About the role
We are seeking Senior Data Engineers to join our data engineering team, who are passionate about data & analytics. The ideal fit for the role will have a strong background in handling large volumes of data with Apache Spark to build , enhance bespoke systems to harness data .The key focus of the position is to build or maintain systems to capture and store data on behalf of the business.
Key Responsibilities
- Design, develop, and maintain ETL processes and data pipelines using AWS Glue with Pyspark.
- Collaborate with data scientists, analysts, and other stakeholders to understand data requirements and deliver high-quality data solutions.

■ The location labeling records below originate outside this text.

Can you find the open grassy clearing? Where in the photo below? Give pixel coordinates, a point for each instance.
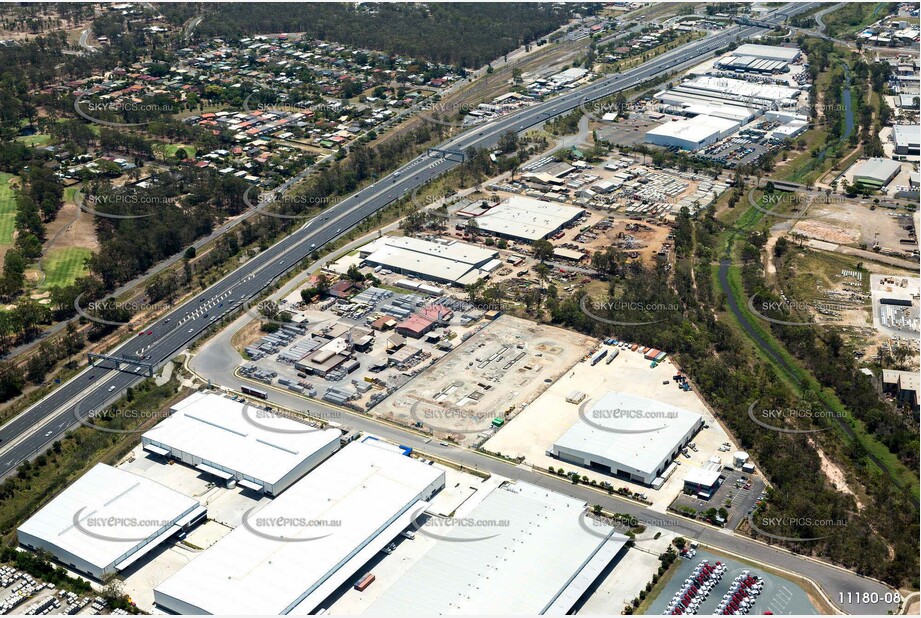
(7, 210)
(63, 266)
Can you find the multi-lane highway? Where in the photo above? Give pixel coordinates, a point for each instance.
(36, 428)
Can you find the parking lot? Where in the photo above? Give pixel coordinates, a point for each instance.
(779, 596)
(347, 351)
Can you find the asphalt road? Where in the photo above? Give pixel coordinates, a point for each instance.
(36, 428)
(217, 360)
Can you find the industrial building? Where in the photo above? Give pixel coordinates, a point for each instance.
(726, 93)
(228, 440)
(692, 133)
(628, 436)
(360, 499)
(527, 219)
(875, 173)
(769, 52)
(444, 261)
(906, 138)
(752, 64)
(703, 481)
(107, 520)
(542, 562)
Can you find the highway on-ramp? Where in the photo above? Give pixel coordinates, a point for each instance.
(36, 428)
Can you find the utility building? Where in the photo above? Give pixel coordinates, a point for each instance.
(240, 444)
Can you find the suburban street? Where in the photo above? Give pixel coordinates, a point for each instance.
(203, 316)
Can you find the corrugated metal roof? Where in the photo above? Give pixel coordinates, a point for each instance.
(108, 502)
(364, 488)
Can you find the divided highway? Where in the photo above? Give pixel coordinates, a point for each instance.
(36, 428)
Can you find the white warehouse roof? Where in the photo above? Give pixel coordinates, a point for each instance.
(546, 557)
(228, 436)
(367, 495)
(705, 477)
(450, 261)
(527, 218)
(906, 134)
(85, 524)
(630, 429)
(691, 133)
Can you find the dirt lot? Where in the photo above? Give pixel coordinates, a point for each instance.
(846, 223)
(495, 373)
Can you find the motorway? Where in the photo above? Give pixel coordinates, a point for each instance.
(36, 428)
(33, 431)
(217, 360)
(93, 388)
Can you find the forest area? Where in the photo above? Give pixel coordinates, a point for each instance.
(462, 34)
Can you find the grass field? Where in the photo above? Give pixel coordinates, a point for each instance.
(7, 210)
(63, 266)
(34, 141)
(854, 17)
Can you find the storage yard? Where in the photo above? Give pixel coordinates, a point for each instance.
(459, 398)
(355, 350)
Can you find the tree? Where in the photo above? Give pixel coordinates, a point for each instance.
(542, 250)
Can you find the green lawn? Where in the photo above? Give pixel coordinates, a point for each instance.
(63, 266)
(7, 209)
(170, 150)
(851, 18)
(34, 141)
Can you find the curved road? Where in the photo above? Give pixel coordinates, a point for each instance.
(37, 427)
(217, 360)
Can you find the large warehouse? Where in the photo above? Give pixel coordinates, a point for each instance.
(527, 219)
(628, 436)
(107, 519)
(692, 133)
(875, 173)
(448, 261)
(726, 91)
(547, 554)
(360, 500)
(906, 138)
(225, 439)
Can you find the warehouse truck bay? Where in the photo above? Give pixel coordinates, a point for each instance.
(491, 309)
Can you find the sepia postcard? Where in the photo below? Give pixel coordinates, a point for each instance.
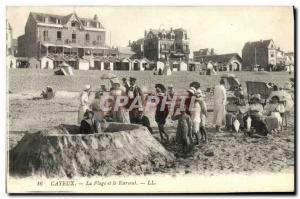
(150, 99)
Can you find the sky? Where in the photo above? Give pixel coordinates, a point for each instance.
(225, 29)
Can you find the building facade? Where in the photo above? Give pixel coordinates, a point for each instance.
(60, 38)
(163, 45)
(261, 53)
(223, 62)
(9, 39)
(203, 52)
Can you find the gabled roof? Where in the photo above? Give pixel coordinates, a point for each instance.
(258, 44)
(156, 32)
(220, 58)
(64, 18)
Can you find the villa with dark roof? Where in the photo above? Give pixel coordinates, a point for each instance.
(52, 39)
(222, 62)
(163, 45)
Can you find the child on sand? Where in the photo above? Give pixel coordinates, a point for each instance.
(184, 130)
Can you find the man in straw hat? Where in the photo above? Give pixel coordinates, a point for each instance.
(219, 105)
(161, 113)
(84, 102)
(255, 113)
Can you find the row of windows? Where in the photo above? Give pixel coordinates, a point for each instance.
(59, 36)
(85, 23)
(178, 46)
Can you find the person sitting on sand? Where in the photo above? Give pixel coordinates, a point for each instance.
(255, 112)
(232, 110)
(142, 119)
(89, 125)
(48, 93)
(184, 130)
(274, 110)
(99, 114)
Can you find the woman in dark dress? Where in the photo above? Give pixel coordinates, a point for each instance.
(161, 113)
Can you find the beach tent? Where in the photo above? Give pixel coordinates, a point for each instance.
(64, 69)
(231, 81)
(183, 66)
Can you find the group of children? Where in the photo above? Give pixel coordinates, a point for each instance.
(254, 117)
(251, 117)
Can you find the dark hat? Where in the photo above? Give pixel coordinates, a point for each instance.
(196, 85)
(162, 87)
(87, 112)
(132, 79)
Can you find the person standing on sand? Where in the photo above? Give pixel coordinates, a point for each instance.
(220, 99)
(133, 92)
(84, 102)
(119, 113)
(184, 130)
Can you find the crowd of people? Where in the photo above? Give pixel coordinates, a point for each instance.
(128, 104)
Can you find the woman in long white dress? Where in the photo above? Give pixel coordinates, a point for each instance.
(84, 102)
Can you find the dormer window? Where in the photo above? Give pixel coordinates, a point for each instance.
(87, 37)
(73, 23)
(44, 19)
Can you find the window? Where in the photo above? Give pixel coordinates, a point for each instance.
(73, 37)
(58, 35)
(73, 23)
(45, 35)
(87, 37)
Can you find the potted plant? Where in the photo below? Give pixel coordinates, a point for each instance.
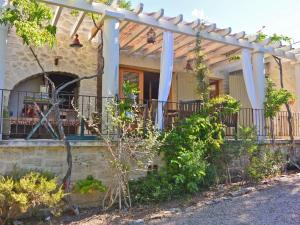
(6, 124)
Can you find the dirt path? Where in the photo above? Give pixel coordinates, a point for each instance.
(278, 205)
(277, 202)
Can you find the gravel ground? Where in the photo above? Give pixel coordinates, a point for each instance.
(274, 202)
(278, 205)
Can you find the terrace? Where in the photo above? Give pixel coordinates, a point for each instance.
(22, 116)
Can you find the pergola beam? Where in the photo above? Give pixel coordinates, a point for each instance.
(78, 22)
(150, 20)
(57, 15)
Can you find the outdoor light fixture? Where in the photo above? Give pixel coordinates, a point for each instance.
(151, 36)
(76, 43)
(56, 60)
(188, 65)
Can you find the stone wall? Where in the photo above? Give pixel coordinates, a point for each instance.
(21, 65)
(89, 158)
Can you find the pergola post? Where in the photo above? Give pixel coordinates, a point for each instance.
(111, 54)
(297, 80)
(258, 62)
(3, 46)
(166, 72)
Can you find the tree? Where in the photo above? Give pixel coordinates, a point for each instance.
(132, 140)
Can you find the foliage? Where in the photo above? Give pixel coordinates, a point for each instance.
(32, 21)
(222, 105)
(88, 185)
(154, 188)
(31, 192)
(123, 4)
(190, 152)
(275, 99)
(234, 58)
(17, 173)
(132, 141)
(264, 164)
(274, 38)
(201, 71)
(260, 161)
(187, 149)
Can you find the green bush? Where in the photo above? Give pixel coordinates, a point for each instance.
(89, 185)
(31, 192)
(262, 161)
(264, 165)
(189, 152)
(154, 188)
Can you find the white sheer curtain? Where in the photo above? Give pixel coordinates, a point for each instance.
(248, 77)
(166, 72)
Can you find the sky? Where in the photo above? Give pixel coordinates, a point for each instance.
(278, 16)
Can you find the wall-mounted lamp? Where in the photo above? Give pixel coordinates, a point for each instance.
(76, 42)
(56, 60)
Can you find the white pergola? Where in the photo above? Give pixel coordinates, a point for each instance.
(126, 31)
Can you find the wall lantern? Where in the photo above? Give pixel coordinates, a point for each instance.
(151, 36)
(56, 60)
(76, 43)
(188, 65)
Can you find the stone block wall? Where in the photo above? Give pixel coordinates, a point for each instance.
(89, 158)
(21, 65)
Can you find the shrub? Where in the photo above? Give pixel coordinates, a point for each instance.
(265, 164)
(154, 188)
(89, 185)
(188, 148)
(262, 161)
(189, 152)
(31, 192)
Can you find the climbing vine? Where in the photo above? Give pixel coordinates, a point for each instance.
(275, 99)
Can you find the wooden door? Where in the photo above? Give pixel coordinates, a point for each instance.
(134, 76)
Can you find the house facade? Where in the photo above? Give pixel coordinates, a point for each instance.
(163, 70)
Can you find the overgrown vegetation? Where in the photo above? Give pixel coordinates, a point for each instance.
(189, 152)
(30, 193)
(275, 99)
(89, 185)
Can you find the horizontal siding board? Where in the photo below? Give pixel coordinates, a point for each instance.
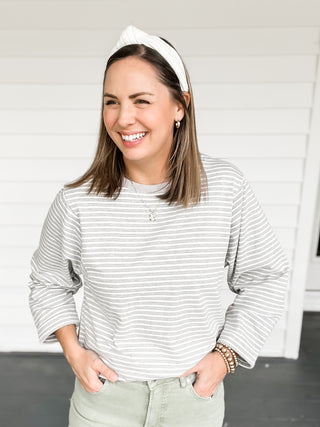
(48, 15)
(49, 146)
(211, 69)
(268, 121)
(244, 146)
(88, 97)
(198, 42)
(290, 170)
(79, 146)
(286, 170)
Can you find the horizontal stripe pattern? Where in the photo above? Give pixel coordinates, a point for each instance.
(152, 290)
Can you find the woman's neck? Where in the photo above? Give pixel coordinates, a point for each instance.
(147, 175)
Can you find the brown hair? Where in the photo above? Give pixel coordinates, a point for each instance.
(185, 169)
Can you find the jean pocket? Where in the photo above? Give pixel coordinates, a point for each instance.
(95, 393)
(205, 399)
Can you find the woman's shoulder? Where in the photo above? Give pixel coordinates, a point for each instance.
(218, 169)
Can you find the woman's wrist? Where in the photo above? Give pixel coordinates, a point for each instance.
(67, 336)
(229, 356)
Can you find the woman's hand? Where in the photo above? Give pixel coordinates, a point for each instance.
(211, 370)
(87, 366)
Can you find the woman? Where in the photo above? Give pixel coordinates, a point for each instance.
(148, 230)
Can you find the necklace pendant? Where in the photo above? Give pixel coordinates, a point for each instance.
(152, 216)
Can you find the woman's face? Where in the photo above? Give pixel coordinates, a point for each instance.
(139, 113)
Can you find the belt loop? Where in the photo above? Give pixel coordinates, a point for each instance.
(183, 381)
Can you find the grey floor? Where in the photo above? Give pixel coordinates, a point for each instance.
(35, 388)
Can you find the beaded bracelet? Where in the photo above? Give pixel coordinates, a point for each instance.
(228, 355)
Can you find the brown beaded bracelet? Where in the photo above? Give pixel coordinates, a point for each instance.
(228, 355)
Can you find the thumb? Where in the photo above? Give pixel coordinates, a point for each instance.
(190, 371)
(109, 373)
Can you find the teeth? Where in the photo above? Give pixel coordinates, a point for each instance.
(133, 137)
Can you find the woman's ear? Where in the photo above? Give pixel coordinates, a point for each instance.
(180, 111)
(186, 96)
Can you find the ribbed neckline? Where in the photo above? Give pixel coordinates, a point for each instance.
(145, 188)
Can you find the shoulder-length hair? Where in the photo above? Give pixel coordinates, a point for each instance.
(188, 183)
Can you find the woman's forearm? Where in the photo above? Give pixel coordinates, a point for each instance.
(67, 336)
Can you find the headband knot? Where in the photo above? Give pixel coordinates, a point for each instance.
(132, 35)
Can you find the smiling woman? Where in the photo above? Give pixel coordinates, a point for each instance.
(148, 231)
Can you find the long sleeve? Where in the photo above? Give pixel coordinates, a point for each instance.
(55, 276)
(258, 273)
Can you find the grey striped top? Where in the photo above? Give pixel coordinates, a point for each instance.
(152, 290)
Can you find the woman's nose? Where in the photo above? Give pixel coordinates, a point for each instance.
(126, 115)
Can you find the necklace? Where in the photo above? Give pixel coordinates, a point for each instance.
(153, 216)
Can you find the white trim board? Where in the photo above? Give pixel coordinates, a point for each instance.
(304, 230)
(311, 301)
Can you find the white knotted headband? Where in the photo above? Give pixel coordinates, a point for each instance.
(132, 35)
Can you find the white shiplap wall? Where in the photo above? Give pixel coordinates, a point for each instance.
(253, 67)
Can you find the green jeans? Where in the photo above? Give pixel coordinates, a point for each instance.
(166, 402)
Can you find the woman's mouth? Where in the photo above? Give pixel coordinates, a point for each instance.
(132, 139)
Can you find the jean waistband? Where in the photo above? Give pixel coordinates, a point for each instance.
(183, 381)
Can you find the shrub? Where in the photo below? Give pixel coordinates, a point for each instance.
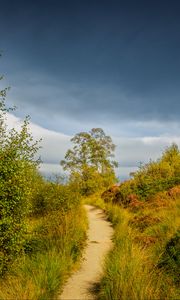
(17, 163)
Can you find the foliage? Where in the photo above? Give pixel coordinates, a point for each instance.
(53, 248)
(170, 259)
(17, 163)
(50, 196)
(150, 179)
(144, 262)
(90, 161)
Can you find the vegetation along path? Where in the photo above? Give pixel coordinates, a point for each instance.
(80, 285)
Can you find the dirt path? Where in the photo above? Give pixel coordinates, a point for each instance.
(80, 284)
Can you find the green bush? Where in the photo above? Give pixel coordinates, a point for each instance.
(17, 163)
(170, 260)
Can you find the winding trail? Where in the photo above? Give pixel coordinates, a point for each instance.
(80, 284)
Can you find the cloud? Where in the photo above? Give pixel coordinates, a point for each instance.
(130, 151)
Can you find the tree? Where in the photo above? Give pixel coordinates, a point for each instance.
(17, 163)
(90, 161)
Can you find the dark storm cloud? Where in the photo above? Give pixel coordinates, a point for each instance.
(99, 59)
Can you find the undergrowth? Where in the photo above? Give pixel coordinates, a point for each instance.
(144, 262)
(52, 250)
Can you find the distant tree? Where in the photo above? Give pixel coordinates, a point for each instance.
(90, 161)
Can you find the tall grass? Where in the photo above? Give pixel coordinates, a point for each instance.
(54, 247)
(131, 270)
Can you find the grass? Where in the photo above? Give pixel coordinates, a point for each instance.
(53, 250)
(131, 269)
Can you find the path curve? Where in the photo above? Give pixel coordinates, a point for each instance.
(100, 232)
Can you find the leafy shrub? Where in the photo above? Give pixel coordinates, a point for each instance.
(170, 260)
(17, 163)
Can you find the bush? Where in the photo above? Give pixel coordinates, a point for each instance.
(17, 163)
(170, 260)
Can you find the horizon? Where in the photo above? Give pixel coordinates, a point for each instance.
(78, 65)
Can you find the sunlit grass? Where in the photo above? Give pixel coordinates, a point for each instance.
(41, 274)
(131, 269)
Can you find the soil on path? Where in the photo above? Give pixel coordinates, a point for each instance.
(80, 284)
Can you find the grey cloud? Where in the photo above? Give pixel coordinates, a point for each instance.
(47, 98)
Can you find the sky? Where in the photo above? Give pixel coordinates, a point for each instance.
(75, 65)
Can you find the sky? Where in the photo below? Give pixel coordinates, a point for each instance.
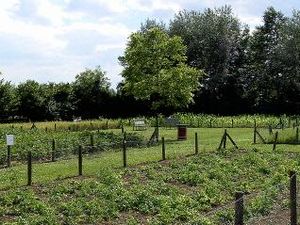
(54, 40)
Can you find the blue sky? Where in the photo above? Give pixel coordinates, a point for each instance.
(53, 40)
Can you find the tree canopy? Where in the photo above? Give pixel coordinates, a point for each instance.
(155, 69)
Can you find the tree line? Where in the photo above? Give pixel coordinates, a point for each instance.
(242, 71)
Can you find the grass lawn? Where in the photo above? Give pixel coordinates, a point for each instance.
(180, 190)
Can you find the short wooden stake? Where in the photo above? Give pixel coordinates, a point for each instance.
(254, 133)
(293, 197)
(124, 151)
(53, 151)
(270, 130)
(275, 141)
(92, 140)
(29, 169)
(8, 156)
(225, 139)
(196, 144)
(239, 208)
(163, 149)
(80, 160)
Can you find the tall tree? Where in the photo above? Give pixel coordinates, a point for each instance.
(155, 69)
(92, 93)
(213, 40)
(266, 66)
(32, 102)
(8, 99)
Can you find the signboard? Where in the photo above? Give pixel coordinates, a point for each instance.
(10, 139)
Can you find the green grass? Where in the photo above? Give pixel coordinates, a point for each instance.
(181, 190)
(209, 139)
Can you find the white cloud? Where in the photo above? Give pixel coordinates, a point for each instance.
(56, 39)
(121, 6)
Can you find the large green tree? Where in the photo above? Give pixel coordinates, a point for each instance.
(215, 41)
(155, 69)
(32, 100)
(266, 68)
(92, 93)
(8, 99)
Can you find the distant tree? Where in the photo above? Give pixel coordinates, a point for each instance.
(215, 42)
(8, 99)
(288, 51)
(152, 23)
(62, 100)
(266, 66)
(155, 70)
(32, 102)
(91, 91)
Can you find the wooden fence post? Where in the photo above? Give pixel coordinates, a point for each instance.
(92, 140)
(255, 130)
(293, 197)
(275, 141)
(239, 208)
(53, 150)
(29, 169)
(124, 151)
(196, 143)
(8, 156)
(163, 149)
(80, 160)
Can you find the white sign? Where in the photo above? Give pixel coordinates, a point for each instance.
(10, 139)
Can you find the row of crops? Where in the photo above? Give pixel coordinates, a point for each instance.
(64, 143)
(194, 190)
(192, 120)
(102, 135)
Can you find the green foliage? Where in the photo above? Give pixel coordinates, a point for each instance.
(155, 69)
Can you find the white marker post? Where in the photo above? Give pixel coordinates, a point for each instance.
(9, 142)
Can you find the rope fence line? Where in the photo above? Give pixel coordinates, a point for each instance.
(249, 197)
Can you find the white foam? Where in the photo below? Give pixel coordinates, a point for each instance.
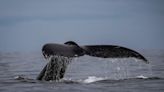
(91, 79)
(142, 77)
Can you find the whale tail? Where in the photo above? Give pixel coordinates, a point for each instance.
(61, 54)
(112, 51)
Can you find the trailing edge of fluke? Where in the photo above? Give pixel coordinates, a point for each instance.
(72, 49)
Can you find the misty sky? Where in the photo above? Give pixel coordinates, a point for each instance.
(26, 25)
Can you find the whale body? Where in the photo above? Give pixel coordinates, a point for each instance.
(60, 56)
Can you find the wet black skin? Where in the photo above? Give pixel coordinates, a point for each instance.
(71, 49)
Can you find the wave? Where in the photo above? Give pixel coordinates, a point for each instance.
(90, 79)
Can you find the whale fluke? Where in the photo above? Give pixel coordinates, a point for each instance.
(61, 54)
(71, 49)
(112, 51)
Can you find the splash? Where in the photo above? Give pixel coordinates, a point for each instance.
(92, 79)
(55, 69)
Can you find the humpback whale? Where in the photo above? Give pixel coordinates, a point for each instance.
(60, 55)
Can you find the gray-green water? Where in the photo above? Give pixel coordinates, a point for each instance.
(19, 70)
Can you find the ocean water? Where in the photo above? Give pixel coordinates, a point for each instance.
(18, 72)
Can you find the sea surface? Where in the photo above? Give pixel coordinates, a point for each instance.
(18, 72)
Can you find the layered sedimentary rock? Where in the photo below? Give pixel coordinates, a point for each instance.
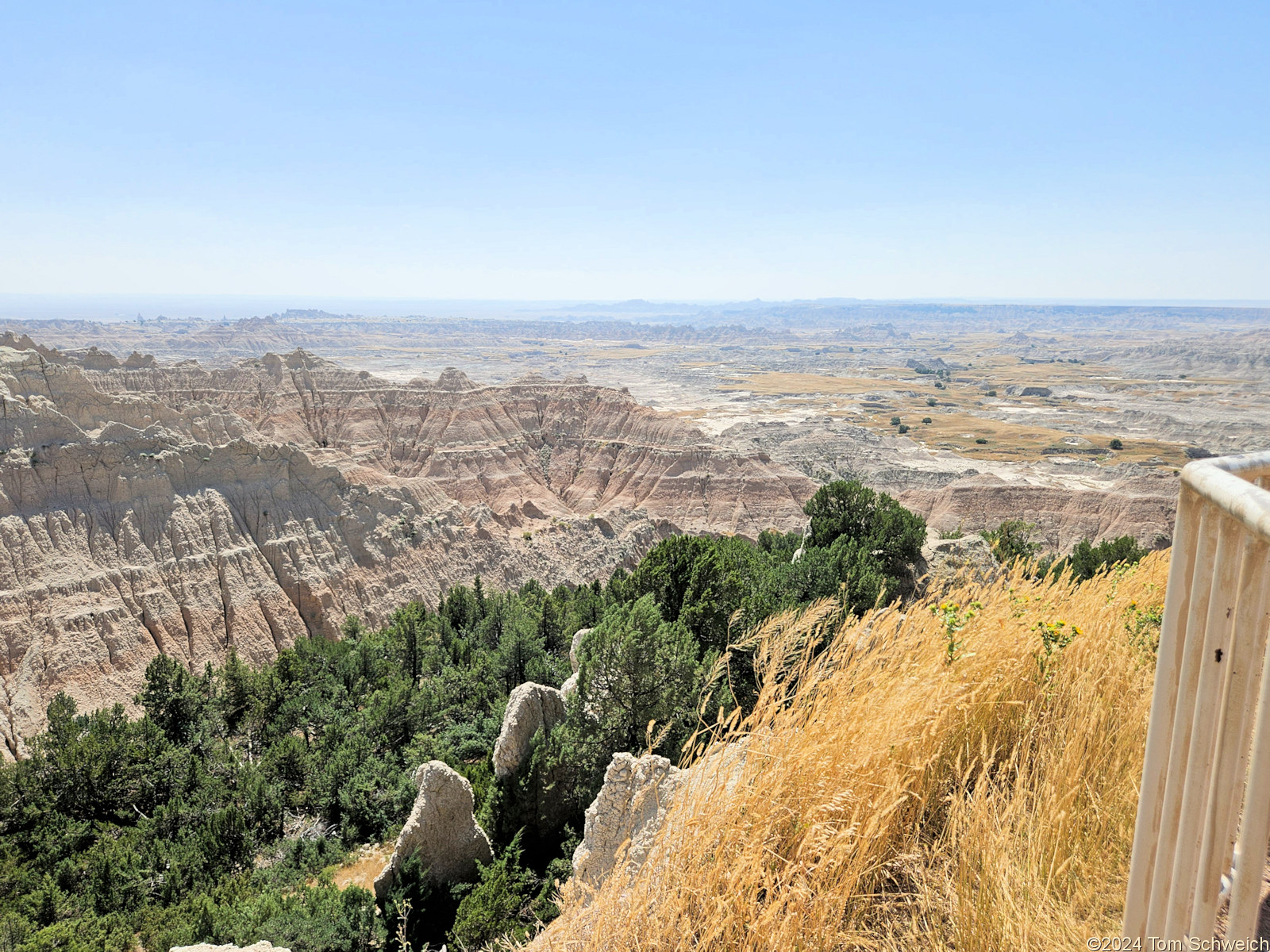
(1067, 499)
(954, 562)
(530, 708)
(178, 511)
(441, 831)
(634, 804)
(629, 812)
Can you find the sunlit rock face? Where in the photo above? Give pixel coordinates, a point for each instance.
(152, 509)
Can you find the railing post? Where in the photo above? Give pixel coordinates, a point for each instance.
(1208, 749)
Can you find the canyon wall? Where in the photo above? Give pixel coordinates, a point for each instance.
(183, 511)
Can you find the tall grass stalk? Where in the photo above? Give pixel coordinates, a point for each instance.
(892, 797)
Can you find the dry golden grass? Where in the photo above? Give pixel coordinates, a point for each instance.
(892, 799)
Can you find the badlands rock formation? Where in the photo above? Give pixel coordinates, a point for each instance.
(152, 509)
(956, 562)
(1068, 499)
(441, 831)
(630, 809)
(530, 708)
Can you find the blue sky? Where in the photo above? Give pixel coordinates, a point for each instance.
(686, 150)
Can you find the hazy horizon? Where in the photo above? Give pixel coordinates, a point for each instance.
(565, 152)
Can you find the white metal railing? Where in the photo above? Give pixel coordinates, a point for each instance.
(1204, 805)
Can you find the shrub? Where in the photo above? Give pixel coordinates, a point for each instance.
(1001, 786)
(1011, 541)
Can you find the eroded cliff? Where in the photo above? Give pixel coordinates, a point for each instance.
(183, 511)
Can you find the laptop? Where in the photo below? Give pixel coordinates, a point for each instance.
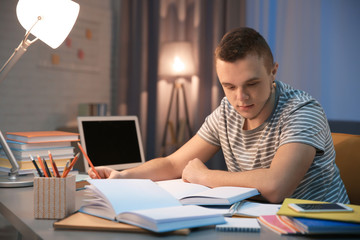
(111, 141)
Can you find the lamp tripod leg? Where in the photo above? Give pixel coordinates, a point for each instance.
(186, 112)
(163, 144)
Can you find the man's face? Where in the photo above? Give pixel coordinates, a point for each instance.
(247, 84)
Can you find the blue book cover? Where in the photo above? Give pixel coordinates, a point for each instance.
(311, 225)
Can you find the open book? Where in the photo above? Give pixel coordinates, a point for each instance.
(143, 203)
(190, 193)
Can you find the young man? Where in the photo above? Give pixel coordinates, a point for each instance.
(274, 138)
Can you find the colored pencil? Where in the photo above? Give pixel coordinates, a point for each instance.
(88, 159)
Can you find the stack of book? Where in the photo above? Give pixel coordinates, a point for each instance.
(289, 222)
(39, 143)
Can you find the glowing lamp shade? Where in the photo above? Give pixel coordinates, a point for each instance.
(176, 59)
(57, 19)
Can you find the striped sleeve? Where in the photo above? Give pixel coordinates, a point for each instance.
(306, 124)
(209, 130)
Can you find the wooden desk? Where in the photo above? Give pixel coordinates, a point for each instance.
(17, 204)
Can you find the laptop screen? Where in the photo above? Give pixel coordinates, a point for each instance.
(113, 141)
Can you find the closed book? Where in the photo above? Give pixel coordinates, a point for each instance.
(337, 216)
(239, 225)
(278, 225)
(42, 136)
(190, 193)
(142, 203)
(81, 221)
(28, 146)
(20, 154)
(318, 226)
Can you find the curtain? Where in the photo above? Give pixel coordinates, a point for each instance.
(141, 27)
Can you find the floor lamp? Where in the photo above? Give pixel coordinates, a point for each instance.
(51, 22)
(176, 62)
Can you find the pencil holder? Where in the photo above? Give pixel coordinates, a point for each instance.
(54, 198)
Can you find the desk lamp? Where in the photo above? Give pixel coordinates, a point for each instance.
(50, 21)
(177, 63)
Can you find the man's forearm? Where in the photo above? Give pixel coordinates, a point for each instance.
(156, 170)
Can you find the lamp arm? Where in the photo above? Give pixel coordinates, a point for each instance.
(19, 51)
(14, 165)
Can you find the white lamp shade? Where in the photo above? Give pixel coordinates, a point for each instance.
(57, 19)
(176, 59)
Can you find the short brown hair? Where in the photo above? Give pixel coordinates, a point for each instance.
(241, 42)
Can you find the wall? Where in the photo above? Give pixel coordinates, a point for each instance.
(316, 43)
(38, 95)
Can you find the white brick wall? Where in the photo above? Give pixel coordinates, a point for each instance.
(34, 97)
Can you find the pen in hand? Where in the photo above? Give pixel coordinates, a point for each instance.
(88, 159)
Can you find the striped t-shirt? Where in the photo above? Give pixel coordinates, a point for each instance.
(297, 117)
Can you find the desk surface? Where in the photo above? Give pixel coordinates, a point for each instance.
(17, 204)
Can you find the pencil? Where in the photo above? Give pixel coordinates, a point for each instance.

- Optimize and tune data pipelines for performance and scalability.
- Ensure data quality and integrity through robust testing and validation processes.
- Implement data governance and security best practices.
- Monitor and troubleshoot data pipelines to ensure continuous data flow and address any issues promptly.
- Stay up-to-date with the latest trends and technologies in data engineering.
Required Qualification
- B.E/B.Tech, preferably in Computer Science Engineering with relevant work experience.
- 7+ years of experience in handling data and designing ETL pipelines with mandatory 4+ years experience in writing Spark.
- Experience with AWS services such as Glue, Athena, S3, and Redshift is a plus.
- Good to have exposure to data modeling, data analytics, and design in both batch processing and real-time streaming.
- Solid understanding of data mapping, data processing patterns, distributed computing, and building applications for real-time and batch analytics
- Strong programming skills in design and implementation using Python, PySpark, SQL
- Good exposure in database architecture with SQL.
- Experience with multiple file formats like Avro, Parquet, ORC, and JSON.
- Developing, constructing, testing, and maintaining architectures for data lakes, data pipelines, data warehouses, and large-scale data processing systems on Databricks.